後任の赴任まで1ヶ月、赴任後に引継ぎをするのに1ヶ月

残り2ヶ月だったが、閲覧履歴を監視されている社宅に住み続けることは困難だ。



ゲロバースデーを催してくれた宿を経営する友人に不動産会社を紹介してもらい

月々4,000ルピー(8,000円程度)を上限に、独断で家探しを始めた。


不動産会社の担当者はとても清潔感のある男だった。

クーラーのきいた部屋でコーヒーを飲みながらカウンターに笑顔で座っている。


清潔男「イエスマダム、どんな部屋をお探しかい?マダム!」

(インド人は1センテンスで文頭と文末で必ず2回マダムと言う。イライラする)



然し担当者に私の予算を告げると、本当に同情した目つきで

「別の業者を紹介する」と言われ、外に連れて行かれた。


大通りから外れた小道を5分ほど歩くと、汚い家が立ち並ぶ貧しいエリアに一変した。


そのエリアの入り口付近で野良犬を触りながら、ゴミを焼いている汚い男に

担当者はヒンディー語で話しかけた。


ゴミ男は蛇を隠している様な歪な形(うこ)の帽子を被り、黄ばんだ白い布を下半身に巻いていた。

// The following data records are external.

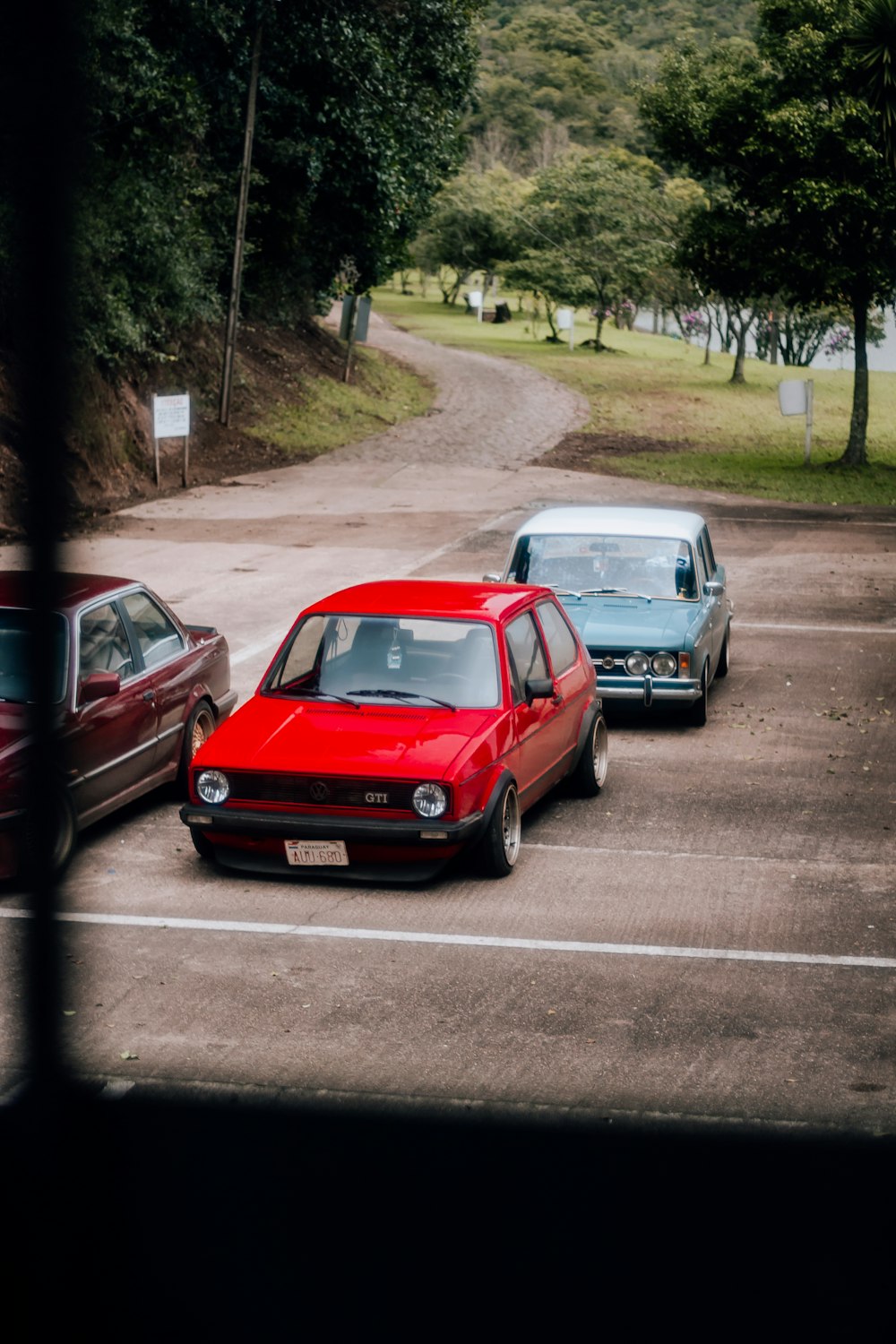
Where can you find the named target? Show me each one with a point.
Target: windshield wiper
(621, 591)
(405, 695)
(304, 693)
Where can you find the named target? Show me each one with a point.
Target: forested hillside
(555, 74)
(387, 134)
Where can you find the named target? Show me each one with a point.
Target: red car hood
(332, 738)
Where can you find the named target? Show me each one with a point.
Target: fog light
(664, 664)
(212, 787)
(430, 800)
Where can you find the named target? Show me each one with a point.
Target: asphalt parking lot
(712, 938)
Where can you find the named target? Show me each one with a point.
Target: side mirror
(538, 688)
(99, 685)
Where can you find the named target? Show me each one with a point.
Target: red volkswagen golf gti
(400, 725)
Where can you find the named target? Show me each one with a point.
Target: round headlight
(664, 664)
(430, 800)
(212, 787)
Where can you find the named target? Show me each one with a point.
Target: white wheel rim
(511, 825)
(599, 744)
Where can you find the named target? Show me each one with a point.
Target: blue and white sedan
(645, 593)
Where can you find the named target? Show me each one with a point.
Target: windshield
(390, 658)
(650, 566)
(15, 664)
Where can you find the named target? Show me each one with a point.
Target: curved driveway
(713, 937)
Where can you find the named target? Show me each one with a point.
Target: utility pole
(233, 311)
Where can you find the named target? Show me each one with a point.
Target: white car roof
(614, 521)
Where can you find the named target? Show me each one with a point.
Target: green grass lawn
(732, 435)
(381, 392)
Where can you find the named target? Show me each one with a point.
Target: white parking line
(814, 629)
(461, 940)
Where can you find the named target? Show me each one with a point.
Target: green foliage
(357, 126)
(382, 392)
(564, 74)
(806, 210)
(600, 230)
(473, 226)
(718, 435)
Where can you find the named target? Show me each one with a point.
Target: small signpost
(352, 327)
(794, 398)
(565, 317)
(171, 419)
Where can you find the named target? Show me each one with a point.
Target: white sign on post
(171, 416)
(794, 398)
(171, 419)
(564, 323)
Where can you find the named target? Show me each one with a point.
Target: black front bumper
(292, 825)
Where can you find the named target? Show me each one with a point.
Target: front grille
(324, 792)
(619, 660)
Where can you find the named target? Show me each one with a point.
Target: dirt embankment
(110, 460)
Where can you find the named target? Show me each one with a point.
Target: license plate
(317, 854)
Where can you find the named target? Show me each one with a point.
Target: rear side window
(562, 642)
(104, 645)
(525, 653)
(159, 639)
(711, 558)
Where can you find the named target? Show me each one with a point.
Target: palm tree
(874, 38)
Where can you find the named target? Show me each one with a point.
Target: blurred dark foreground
(172, 1218)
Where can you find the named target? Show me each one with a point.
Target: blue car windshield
(650, 566)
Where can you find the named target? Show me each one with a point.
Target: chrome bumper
(649, 688)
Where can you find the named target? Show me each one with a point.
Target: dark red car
(136, 690)
(398, 725)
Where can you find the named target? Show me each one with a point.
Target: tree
(471, 226)
(599, 228)
(358, 125)
(783, 142)
(874, 39)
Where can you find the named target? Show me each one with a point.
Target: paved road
(713, 937)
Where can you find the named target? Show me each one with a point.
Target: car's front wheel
(697, 715)
(591, 768)
(500, 846)
(201, 725)
(724, 658)
(202, 844)
(59, 833)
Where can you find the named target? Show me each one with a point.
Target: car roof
(72, 590)
(618, 521)
(430, 597)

口を開くとまっ黄色の歯と血走った眼球がくっきりと浮かび上がり、無表情でまくし立てるように話し出した。


担当者が紹介しようとした別の業者は不在らしいが

こ帽子男の扱う物件で空きが出たので、その物件を私に見せたいと申し出ている様だ。


担当者は少し不安そうに

「マダム、私はうこ帽子男が扱う物件の内覧をしたことが無いので、見る価値があるか分からない、マダム」


本当にマダムマダムうるさい奴だ。なんでも良いから早く内覧がしたい。


ネットの履歴を監視されるよりもマシな場所であればどこでも良いと思っていた私は

担当者の心配をよそに、うこ帽子に着いて行った。


100m程歩くと、震度3で全壊しそうな4階建ての古い学習塾に到着した。

外観は塗料が剥がれ落ち、積み上げたレンガとそれを繋ぎ止めるコンクリートがむき出しになっている。

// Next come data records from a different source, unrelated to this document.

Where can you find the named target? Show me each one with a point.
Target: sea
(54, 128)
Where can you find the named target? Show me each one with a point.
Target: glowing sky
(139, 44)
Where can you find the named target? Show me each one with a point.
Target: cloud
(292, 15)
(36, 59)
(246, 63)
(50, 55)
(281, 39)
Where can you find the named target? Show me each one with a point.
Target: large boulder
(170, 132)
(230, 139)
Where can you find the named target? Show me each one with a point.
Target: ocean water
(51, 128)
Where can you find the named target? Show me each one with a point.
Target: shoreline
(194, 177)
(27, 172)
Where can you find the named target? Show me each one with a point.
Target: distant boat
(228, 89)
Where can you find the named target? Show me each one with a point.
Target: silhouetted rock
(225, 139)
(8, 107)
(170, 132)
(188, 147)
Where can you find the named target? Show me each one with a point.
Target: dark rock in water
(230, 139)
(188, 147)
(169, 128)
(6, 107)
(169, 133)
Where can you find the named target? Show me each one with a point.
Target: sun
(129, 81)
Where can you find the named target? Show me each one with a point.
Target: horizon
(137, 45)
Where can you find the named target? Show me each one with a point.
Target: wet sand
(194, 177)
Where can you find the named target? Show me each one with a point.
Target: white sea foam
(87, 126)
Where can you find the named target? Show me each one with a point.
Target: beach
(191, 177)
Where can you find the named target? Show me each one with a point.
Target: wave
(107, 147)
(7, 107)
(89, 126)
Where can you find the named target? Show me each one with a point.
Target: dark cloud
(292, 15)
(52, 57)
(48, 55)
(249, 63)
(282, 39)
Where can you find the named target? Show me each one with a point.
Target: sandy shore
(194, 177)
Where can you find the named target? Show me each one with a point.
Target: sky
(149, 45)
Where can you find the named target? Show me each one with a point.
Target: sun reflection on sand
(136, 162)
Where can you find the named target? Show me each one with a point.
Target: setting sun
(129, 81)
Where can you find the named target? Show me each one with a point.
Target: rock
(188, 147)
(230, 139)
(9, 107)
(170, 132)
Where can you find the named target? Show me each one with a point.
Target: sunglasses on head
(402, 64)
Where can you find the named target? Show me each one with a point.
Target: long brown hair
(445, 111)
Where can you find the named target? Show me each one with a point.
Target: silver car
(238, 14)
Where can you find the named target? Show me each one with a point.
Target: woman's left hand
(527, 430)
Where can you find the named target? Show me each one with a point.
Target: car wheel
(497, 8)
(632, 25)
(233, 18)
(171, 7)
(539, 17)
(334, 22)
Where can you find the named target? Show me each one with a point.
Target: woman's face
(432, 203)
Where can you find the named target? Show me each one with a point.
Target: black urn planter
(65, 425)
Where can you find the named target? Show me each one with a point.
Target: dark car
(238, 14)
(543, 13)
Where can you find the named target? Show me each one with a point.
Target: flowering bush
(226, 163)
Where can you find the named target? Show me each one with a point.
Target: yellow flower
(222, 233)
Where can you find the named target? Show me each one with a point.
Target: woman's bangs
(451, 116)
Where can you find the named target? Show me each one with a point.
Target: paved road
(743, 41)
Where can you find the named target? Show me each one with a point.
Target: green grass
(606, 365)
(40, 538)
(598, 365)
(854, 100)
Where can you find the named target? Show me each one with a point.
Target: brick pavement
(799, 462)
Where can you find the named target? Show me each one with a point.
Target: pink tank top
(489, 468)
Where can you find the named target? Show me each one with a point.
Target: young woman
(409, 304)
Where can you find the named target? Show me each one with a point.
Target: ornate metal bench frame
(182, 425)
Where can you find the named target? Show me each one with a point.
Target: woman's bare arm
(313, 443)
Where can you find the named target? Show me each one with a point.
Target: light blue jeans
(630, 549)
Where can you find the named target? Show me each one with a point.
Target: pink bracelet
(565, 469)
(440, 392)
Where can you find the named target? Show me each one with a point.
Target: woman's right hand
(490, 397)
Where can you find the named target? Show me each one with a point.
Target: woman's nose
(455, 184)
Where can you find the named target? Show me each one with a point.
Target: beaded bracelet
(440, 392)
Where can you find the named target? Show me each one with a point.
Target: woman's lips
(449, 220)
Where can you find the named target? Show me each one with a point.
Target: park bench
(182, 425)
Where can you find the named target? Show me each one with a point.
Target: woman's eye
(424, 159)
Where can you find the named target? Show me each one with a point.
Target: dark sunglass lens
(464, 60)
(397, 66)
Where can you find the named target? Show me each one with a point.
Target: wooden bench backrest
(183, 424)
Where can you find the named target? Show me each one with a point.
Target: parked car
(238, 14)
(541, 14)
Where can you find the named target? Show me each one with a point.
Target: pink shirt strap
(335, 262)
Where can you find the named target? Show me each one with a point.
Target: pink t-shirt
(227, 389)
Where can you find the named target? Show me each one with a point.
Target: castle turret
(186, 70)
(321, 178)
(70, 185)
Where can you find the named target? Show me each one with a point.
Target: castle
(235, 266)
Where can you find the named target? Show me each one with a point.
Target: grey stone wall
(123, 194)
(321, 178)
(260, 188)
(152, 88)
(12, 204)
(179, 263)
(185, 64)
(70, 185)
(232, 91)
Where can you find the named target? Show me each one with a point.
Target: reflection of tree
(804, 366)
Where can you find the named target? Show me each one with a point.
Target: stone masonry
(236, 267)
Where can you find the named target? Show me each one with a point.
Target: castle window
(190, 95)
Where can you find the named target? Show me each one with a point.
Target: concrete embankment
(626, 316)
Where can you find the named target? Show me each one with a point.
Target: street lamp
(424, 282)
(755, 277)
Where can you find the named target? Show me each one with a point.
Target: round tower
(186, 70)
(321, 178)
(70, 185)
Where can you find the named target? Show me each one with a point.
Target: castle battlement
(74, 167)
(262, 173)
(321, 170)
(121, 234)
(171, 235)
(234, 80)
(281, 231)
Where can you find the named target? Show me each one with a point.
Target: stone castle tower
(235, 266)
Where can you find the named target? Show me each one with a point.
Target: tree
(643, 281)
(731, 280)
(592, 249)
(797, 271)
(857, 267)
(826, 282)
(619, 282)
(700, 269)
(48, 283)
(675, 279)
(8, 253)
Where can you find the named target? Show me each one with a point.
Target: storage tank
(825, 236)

中を覗くと、何十人の中高生が窮屈そうに教室に収容されて、授業を受けていたが

私を発見すると、大声で何やら騒ぎ始めたので授業を中断させてしまった。


こ帽子はアゴで「くいっ」と上を指してから、ずんずんと階段を登り屋上まで進んでいった。

屋上まで急な階段を登ると、重そうな鉄の扉に行き止まった。


鉄の輪っかに何十個も鍵が付いているキーホルダーから、ゴソゴソと該当する鍵を探し当て扉を開けた。


扉を開けると、外だった。

インドの汚い街並みが一望できた。


こ帽子よ、私はいくらなんでも屋上で野宿するために月々4000ルピーも払えない。


呆然としている私をよそに、今度はアゴで右側をくいっと指した。


屋上の端っこに、掘っ立て小屋がポコりと建っていた。


ドアが2つあった。

1つのドアを開けると細長い空間に

折れそうに細いパイプでできたシングルベッドとぼっとん便所とバケツ(風呂用だろう)

そして錆びが鱗のようにびっしりとこびりついた今にも爆発しそうなプロパンガスとコンロが置かれていた。


ベッドにはマットレスが乗っかっていたが、カビまみれで真っ黒に変色していた。



4ワンルームに台所、トイレ、風呂、寝床それら全てが共存していた。

壁も汚く、やっぱり窓には鉄格子がかかっていた。



もう1部屋はこの学習塾の清掃員が住んでいるらしい。



真夏の酷暑がえげつないインドでは、最上階に行くほど家賃が安くなる。


太陽に近いほど暑いからだ。

そして、建物の屋上にポコッとできた掘っ立て小屋は

決まって使用人が住んでいた。


事もあろうに、うこ野郎は使用人の部屋を紹介してきたのだ。


清潔な担当者は「ここは使用人が住むところだ!いくら君にお金が無くても、こんな所に住まわせることはできない!」と

マダムを付けるのも忘れて私の代わりに怒ってくれた。


う○こ野郎はニタニタと笑いながら去っていった。


インド人のダメ元で提案してくる腐った根性を叩き直したい。



影が薄い故、これまで登場させなかったが

実はもう一人40代の男性教諭も同じ学校で働いていた。


そして彼の社宅は、その屋上ポコっと部分だった。


ポコッとは大変密閉性が悪いので、蚊が沸くように侵入してくるらしく

夏場は顔中を蚊に刺されて出社してきていたのを思い出した。


「蚊が多くて眠れないので、昨晩は部屋中の隙間を

段ボールで塞ぐ作業をしていたので眠れなかった。」という話を

ボリボリと音を立てて、顔を掻きむしりながら話していた。


結局寝れてねえじゃねえかと私は内心思っていた。

寝るために始めた行為で結局寝れないという何とも哀れな男なのだ。



日本人教師をポコッと部分に住まわせるなんて、あの校長は何を考えているのだろうと

腹が立ったので、その男性教師に


「寝不足になると授業にも影響するから、もっと良い社宅に引っ越せるように校長へ交渉したらどうか」


と聞いたことがあったが、


「引越しをするほうがめんどくさいので良いです。」

と笑いながら答えた。


顔中蚊に刺されながら夜中に段ボールで家の隙間を塞いでいる方が死ぬほどめんどくさいだろと思った。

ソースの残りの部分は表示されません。